All that changed in 2010 when the Giants got hot at the end of the season and brought home their first World Series title. The victory parade drew 1.5 million delirious Giants’ fans who basked in a title that was over 50 years in the making. While the Dodgers floundered to regain their magic the Giants seemingly used mirrors to somehow win the title again in 2012.
I was reminded of the rivalry because of a recently published book by Joe Konte, “The Rivalry Heard ‘Round the World: The Dodgers-Giants Feud from Coast to Coast.” Konte tells how the rivalry developed in New York and expounds on it after the teams moved west. He delves into statistics too much and is loath to criticize anyone but does provide an excellent overview of the intensity of the rivalry.

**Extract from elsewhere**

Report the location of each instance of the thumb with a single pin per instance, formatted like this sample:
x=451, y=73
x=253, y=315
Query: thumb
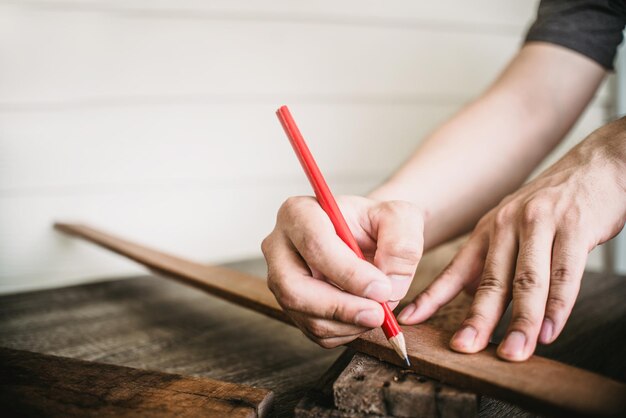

Konte gives a good summary of the teams’ growing distain for each other during their years in New York. It was sad to see the end of their playing days in Manhattan and Brooklyn, especially the demise of the Dodgers’ legendary Ebbets Field. There are still people in Brooklyn who have never gotten over losing the Dodgers.
The author also gives a good feel for the way S.F. and L.A. embraced the teams when they first moved west. There was something nostalgic about their temporary ballparks, Seals Stadium and the L.A. Coliseum, where the teams first played after moving west. When their new stadiums were ready Los Angeles unveiled the beautifully designed Chavez Ravine while the Giants ended up in a dump called Candlestick Park (where else could you find Arctic conditions in August?). Thank goodness they ended up in the gorgeous AT&T Park in the year 2000.